Sure, climate factors into how some people decide which business school to attend. But usually it has to do with warm temperatures and sunshine, not elections. Not for Justen Nestico.
A second-year MBA student at Dartmouth’s Tuck School of Business, Nestico chose Tuck in part because of its location at the heart of what has proven to be one of the wildest presidential races in the nation’s history. In the post that follows, Nestico shares how he and other Tuck students who’ve caught the political bug are ideally positioned to watch the electoral process unfold first hand. Our thanks to him for sharing his perspective with the Clear Admit audience.
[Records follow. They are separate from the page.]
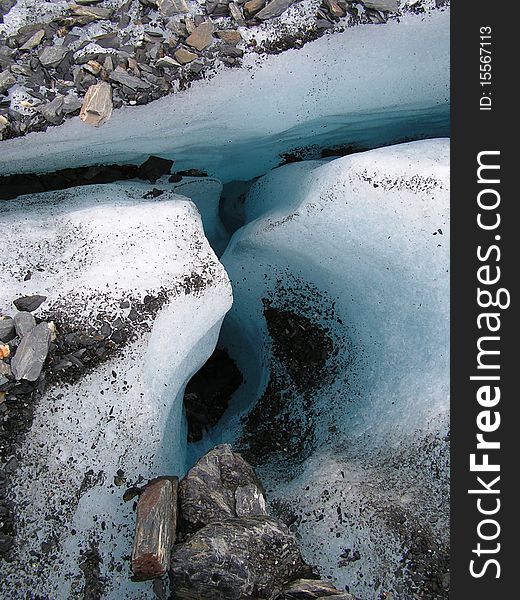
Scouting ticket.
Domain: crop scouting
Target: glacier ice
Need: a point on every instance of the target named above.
(91, 249)
(359, 245)
(368, 86)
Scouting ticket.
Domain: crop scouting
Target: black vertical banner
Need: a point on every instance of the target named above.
(485, 259)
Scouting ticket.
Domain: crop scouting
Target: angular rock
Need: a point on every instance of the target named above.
(237, 14)
(7, 80)
(31, 353)
(53, 111)
(167, 8)
(97, 104)
(93, 13)
(252, 7)
(34, 40)
(29, 303)
(230, 36)
(383, 5)
(156, 524)
(130, 81)
(250, 501)
(312, 589)
(7, 329)
(51, 56)
(274, 9)
(184, 56)
(207, 493)
(154, 167)
(24, 322)
(235, 559)
(202, 36)
(167, 62)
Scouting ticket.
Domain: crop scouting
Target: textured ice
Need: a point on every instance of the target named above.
(89, 249)
(368, 236)
(368, 86)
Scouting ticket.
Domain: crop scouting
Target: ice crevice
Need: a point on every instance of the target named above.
(332, 299)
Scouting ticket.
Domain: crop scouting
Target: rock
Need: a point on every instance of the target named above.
(252, 7)
(29, 303)
(230, 36)
(207, 493)
(24, 322)
(235, 559)
(97, 104)
(202, 36)
(154, 167)
(236, 13)
(184, 56)
(53, 111)
(121, 76)
(167, 8)
(7, 329)
(167, 62)
(31, 353)
(34, 40)
(156, 524)
(51, 56)
(335, 9)
(92, 13)
(249, 501)
(384, 5)
(231, 51)
(274, 9)
(7, 80)
(312, 589)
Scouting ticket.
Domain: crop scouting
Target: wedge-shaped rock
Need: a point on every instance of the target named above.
(274, 9)
(97, 104)
(31, 353)
(208, 492)
(235, 559)
(155, 528)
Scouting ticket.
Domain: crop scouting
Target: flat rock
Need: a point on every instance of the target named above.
(7, 329)
(167, 8)
(7, 80)
(274, 9)
(29, 303)
(208, 492)
(235, 559)
(184, 56)
(34, 40)
(230, 36)
(51, 56)
(202, 36)
(253, 6)
(24, 322)
(97, 104)
(312, 589)
(130, 81)
(384, 5)
(31, 353)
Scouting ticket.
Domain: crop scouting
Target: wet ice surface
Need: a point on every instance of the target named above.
(360, 246)
(92, 249)
(368, 86)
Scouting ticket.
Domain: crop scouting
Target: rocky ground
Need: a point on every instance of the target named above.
(59, 59)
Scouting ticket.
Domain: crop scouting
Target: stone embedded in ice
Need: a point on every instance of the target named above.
(353, 245)
(106, 255)
(30, 355)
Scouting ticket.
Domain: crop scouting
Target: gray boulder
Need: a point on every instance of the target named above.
(215, 485)
(31, 353)
(235, 559)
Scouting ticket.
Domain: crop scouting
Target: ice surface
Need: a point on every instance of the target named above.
(368, 236)
(368, 86)
(90, 249)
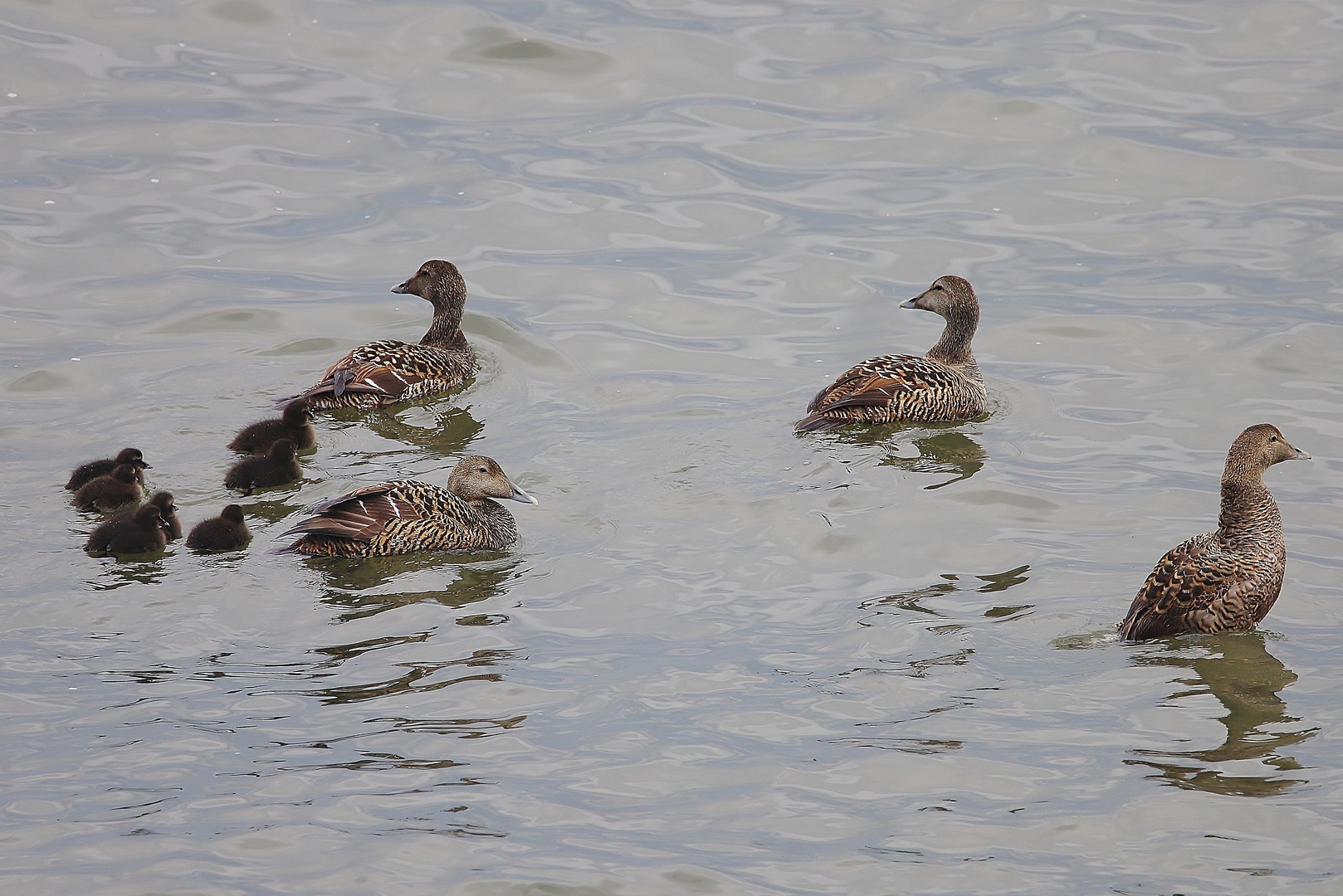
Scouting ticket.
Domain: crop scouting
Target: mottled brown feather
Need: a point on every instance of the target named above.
(945, 384)
(390, 371)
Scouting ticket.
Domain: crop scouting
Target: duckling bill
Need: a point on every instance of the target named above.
(390, 371)
(1223, 581)
(404, 516)
(945, 384)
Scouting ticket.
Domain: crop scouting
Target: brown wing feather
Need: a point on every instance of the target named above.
(1194, 587)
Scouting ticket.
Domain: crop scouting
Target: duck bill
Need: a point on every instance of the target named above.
(519, 494)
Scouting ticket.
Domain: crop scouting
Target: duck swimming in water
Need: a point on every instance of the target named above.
(404, 516)
(93, 469)
(945, 384)
(1223, 581)
(110, 492)
(225, 533)
(295, 425)
(140, 531)
(278, 466)
(391, 371)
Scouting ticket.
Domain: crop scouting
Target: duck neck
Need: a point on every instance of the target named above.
(1249, 512)
(446, 329)
(954, 345)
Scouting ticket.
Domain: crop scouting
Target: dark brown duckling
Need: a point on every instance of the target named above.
(168, 511)
(391, 371)
(140, 531)
(404, 516)
(93, 469)
(295, 425)
(1223, 581)
(945, 384)
(110, 492)
(278, 466)
(226, 533)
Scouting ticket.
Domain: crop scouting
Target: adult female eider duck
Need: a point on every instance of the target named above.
(1223, 581)
(140, 531)
(278, 466)
(391, 371)
(403, 516)
(225, 533)
(168, 511)
(295, 425)
(110, 492)
(945, 384)
(93, 469)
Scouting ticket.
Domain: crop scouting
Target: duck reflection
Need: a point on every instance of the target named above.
(426, 423)
(943, 453)
(351, 583)
(1245, 679)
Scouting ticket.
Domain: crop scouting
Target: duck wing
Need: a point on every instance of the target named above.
(881, 381)
(1199, 587)
(364, 514)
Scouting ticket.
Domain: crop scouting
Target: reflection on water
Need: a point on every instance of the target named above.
(349, 583)
(1247, 679)
(952, 453)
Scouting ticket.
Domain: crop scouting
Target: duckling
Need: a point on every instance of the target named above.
(93, 469)
(295, 425)
(168, 511)
(140, 531)
(391, 371)
(277, 466)
(945, 384)
(1223, 581)
(225, 533)
(110, 492)
(403, 516)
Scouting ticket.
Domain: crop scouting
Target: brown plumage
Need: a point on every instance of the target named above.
(140, 531)
(277, 466)
(295, 425)
(945, 384)
(168, 511)
(1223, 581)
(225, 533)
(403, 516)
(93, 469)
(391, 371)
(110, 492)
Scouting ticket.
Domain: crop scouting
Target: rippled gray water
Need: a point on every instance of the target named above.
(723, 659)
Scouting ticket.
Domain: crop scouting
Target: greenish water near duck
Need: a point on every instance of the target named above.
(721, 659)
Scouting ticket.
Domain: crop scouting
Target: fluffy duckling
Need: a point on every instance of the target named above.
(168, 511)
(945, 384)
(403, 516)
(225, 533)
(391, 371)
(1223, 581)
(140, 531)
(278, 466)
(110, 492)
(295, 425)
(93, 469)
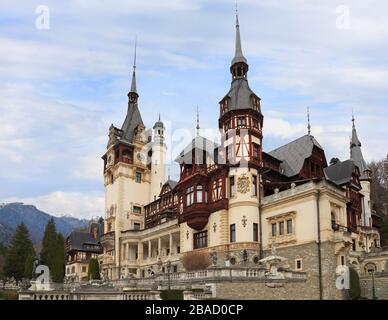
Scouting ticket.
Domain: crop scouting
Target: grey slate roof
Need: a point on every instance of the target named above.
(341, 172)
(293, 154)
(132, 120)
(356, 154)
(240, 95)
(171, 183)
(79, 240)
(199, 143)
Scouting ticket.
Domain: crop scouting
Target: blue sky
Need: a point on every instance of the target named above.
(62, 87)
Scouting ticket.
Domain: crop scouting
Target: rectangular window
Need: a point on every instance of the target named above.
(189, 196)
(231, 186)
(136, 226)
(289, 226)
(254, 185)
(281, 228)
(137, 209)
(241, 121)
(274, 229)
(200, 240)
(255, 232)
(256, 151)
(199, 193)
(232, 233)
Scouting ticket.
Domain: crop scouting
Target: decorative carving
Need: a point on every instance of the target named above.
(243, 184)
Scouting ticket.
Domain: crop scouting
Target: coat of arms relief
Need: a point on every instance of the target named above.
(243, 184)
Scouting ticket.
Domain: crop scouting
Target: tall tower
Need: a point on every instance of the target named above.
(365, 175)
(126, 180)
(241, 124)
(158, 160)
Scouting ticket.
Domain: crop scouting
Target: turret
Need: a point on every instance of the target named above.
(158, 160)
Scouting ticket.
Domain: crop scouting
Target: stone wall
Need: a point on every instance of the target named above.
(381, 286)
(308, 290)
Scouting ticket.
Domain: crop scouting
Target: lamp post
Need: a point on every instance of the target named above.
(374, 297)
(168, 274)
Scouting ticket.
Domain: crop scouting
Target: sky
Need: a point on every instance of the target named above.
(65, 70)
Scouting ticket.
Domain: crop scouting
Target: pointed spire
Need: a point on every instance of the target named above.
(133, 83)
(238, 56)
(197, 122)
(355, 141)
(356, 153)
(308, 121)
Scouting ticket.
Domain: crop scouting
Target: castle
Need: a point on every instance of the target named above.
(233, 200)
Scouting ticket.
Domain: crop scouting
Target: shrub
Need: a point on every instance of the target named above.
(9, 295)
(196, 260)
(94, 270)
(171, 295)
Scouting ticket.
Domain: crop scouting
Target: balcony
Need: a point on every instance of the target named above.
(196, 215)
(108, 240)
(107, 259)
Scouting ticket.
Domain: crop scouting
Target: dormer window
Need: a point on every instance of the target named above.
(241, 121)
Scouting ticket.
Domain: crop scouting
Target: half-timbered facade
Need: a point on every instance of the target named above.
(232, 199)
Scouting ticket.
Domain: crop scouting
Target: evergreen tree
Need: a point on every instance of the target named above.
(94, 270)
(58, 266)
(49, 243)
(53, 252)
(28, 266)
(3, 251)
(19, 251)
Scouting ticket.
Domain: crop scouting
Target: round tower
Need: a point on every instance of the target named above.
(158, 160)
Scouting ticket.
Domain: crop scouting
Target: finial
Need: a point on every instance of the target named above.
(197, 122)
(134, 56)
(133, 84)
(237, 24)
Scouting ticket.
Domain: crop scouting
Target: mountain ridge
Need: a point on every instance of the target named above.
(12, 214)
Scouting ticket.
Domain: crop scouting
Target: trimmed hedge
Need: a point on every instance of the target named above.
(171, 294)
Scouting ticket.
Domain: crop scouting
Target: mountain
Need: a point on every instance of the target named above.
(5, 233)
(12, 214)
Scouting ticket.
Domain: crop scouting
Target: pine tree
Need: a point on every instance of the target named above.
(49, 243)
(53, 252)
(94, 270)
(28, 267)
(58, 266)
(19, 251)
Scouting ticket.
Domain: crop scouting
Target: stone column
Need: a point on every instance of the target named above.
(160, 247)
(140, 252)
(170, 244)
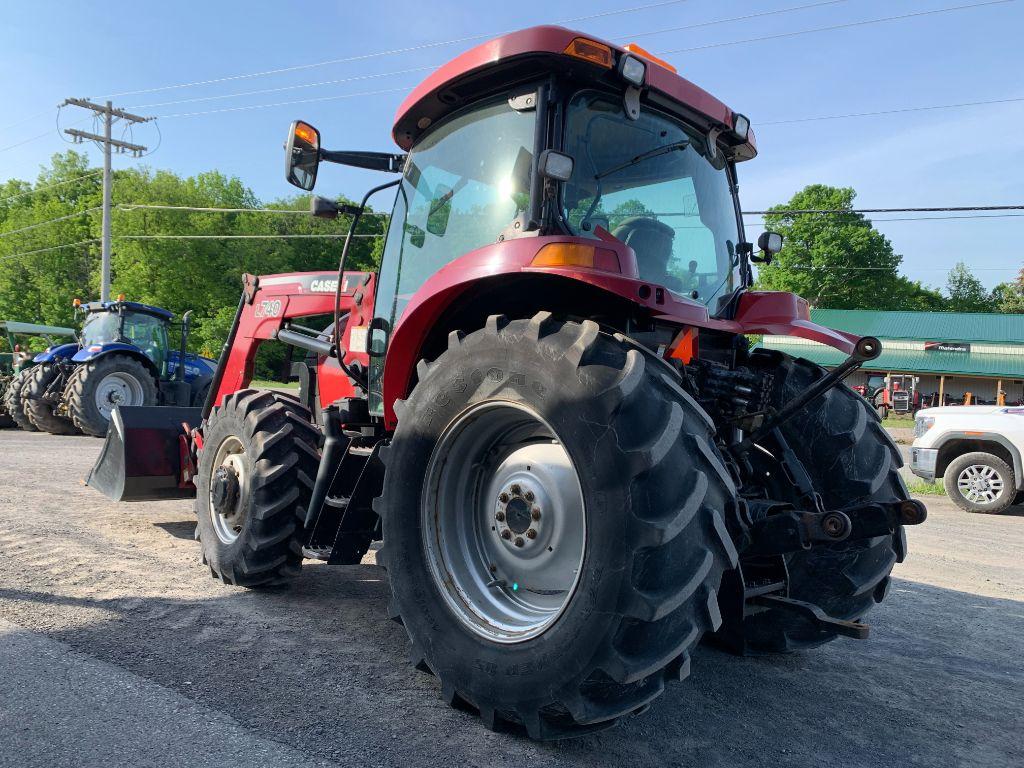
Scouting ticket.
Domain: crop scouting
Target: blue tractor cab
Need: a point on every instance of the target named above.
(123, 357)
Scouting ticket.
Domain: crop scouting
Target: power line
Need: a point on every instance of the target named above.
(413, 70)
(745, 17)
(239, 237)
(377, 54)
(283, 103)
(51, 221)
(52, 248)
(944, 209)
(847, 26)
(50, 186)
(892, 112)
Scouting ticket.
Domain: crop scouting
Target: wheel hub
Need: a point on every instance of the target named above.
(504, 522)
(224, 489)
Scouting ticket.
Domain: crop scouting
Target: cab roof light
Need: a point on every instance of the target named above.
(740, 126)
(643, 53)
(590, 50)
(632, 70)
(577, 254)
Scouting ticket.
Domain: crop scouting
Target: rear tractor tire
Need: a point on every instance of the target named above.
(43, 414)
(254, 479)
(96, 387)
(554, 532)
(15, 404)
(850, 458)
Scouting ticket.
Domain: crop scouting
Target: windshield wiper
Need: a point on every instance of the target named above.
(657, 151)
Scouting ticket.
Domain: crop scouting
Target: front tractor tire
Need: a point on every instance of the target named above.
(849, 457)
(554, 524)
(15, 404)
(254, 479)
(95, 388)
(43, 413)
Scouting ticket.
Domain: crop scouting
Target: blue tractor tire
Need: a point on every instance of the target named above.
(98, 385)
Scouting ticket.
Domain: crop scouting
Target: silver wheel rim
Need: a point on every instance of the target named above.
(504, 521)
(228, 522)
(118, 388)
(980, 483)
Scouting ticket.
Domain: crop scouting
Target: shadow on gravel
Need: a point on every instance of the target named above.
(179, 528)
(317, 667)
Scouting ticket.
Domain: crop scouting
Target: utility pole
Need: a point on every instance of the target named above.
(110, 116)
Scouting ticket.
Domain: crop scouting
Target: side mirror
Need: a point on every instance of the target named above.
(302, 155)
(770, 243)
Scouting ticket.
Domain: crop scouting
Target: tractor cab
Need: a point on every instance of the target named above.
(139, 326)
(614, 168)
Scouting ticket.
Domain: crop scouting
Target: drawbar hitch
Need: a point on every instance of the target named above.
(866, 348)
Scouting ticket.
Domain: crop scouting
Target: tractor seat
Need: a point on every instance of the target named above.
(651, 241)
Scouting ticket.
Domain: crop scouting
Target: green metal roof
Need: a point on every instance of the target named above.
(915, 360)
(987, 327)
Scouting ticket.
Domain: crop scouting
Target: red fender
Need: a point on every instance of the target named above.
(758, 312)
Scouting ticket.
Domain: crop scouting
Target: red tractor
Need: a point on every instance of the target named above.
(545, 404)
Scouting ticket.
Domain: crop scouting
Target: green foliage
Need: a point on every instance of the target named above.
(966, 293)
(838, 260)
(1009, 297)
(202, 274)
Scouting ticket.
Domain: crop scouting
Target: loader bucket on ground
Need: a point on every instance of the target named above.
(141, 458)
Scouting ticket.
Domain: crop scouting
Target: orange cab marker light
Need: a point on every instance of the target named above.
(684, 346)
(634, 48)
(590, 50)
(305, 133)
(577, 254)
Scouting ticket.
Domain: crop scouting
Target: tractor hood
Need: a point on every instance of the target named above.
(526, 55)
(59, 351)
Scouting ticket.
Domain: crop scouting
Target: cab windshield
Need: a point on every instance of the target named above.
(653, 185)
(464, 184)
(100, 328)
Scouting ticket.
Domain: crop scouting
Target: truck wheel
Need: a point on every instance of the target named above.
(95, 388)
(16, 406)
(980, 482)
(553, 515)
(850, 458)
(43, 413)
(255, 475)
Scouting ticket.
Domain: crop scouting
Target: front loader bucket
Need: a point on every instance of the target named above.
(142, 457)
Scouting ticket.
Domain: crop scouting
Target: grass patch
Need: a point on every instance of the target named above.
(927, 488)
(264, 384)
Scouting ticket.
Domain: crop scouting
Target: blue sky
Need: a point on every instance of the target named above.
(52, 49)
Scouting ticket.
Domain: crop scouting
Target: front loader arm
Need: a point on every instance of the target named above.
(270, 302)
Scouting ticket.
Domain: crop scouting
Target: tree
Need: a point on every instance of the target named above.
(838, 260)
(966, 293)
(1009, 297)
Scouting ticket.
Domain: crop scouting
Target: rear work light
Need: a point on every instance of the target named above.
(577, 254)
(590, 50)
(634, 48)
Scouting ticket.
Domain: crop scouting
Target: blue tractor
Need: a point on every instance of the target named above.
(122, 358)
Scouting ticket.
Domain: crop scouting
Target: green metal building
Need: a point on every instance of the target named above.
(952, 353)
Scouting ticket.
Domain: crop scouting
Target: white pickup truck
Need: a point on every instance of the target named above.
(976, 450)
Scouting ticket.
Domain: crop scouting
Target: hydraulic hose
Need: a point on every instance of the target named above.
(338, 351)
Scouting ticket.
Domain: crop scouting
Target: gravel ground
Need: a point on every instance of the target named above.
(118, 648)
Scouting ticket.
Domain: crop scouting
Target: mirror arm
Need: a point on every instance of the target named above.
(374, 161)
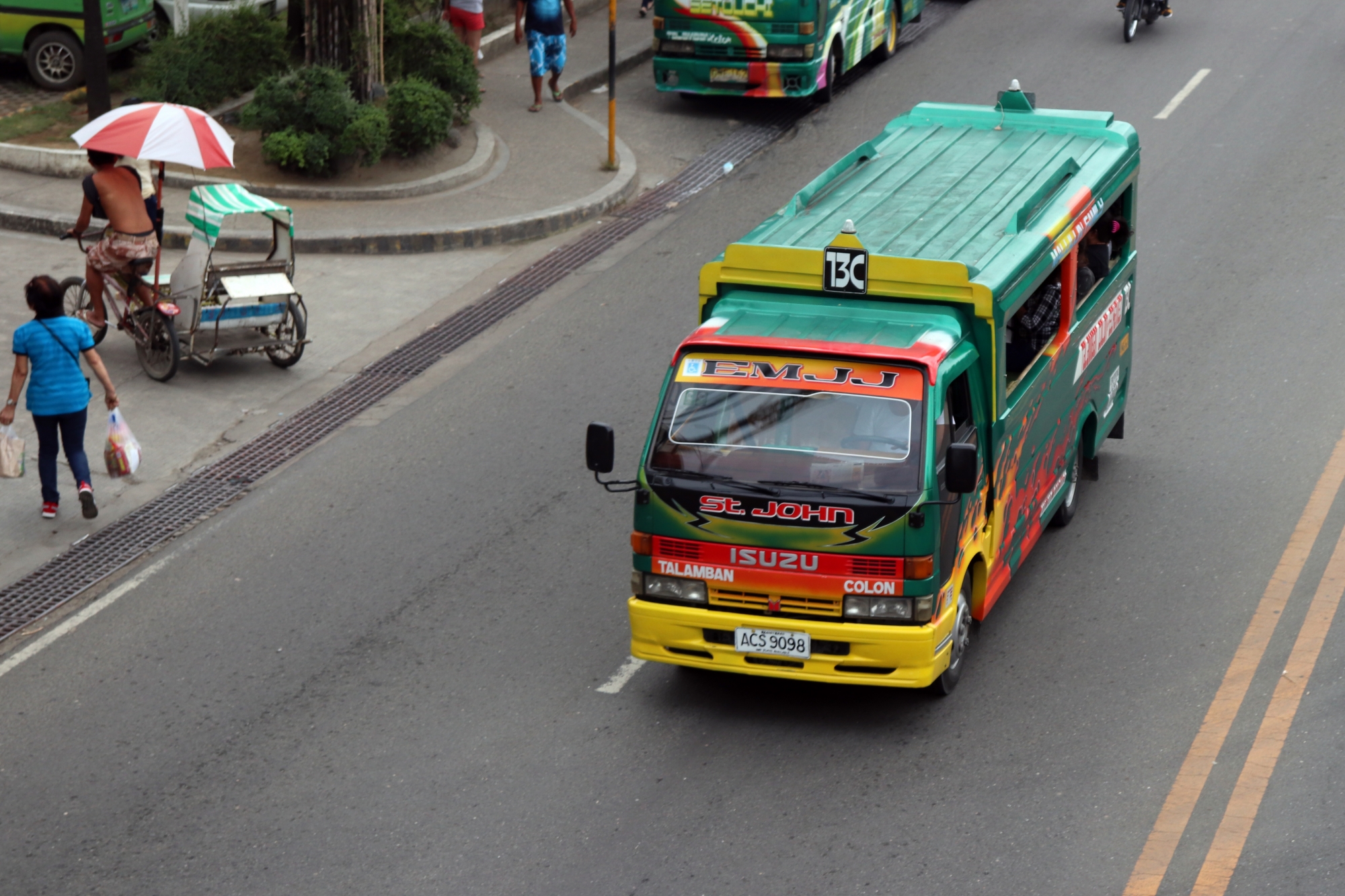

The following post has been republished in its entirety from its original source, Tuck 360: MBA Blog.
The Political Bug
by Justen Nestico (MBA ’17)
One unique thing about attending Tuck—and one of the reasons that I wanted to be here during these two particular years—is its location at the heart of one of the most unpredictable elections in American history. Whether it is presidential candidates coming to campus before New Hampshire’s first-in-the-nation primary, upcoming student-run Q&A panels with Republican Sen. Kelly Ayotte and Democratic Gov. Maggie Hassan (candidates in one of the most competitive races in the country, the winner of which may determine the balance-of-power within the U.S. Senate), or the opportunity to work with former New Hampshire governor and current Center for Business, Government, and Society (CBGS) Senior Fellow John Lynch, Tuck students get a first-hand look into the political process that wouldn’t be possible at any other business school.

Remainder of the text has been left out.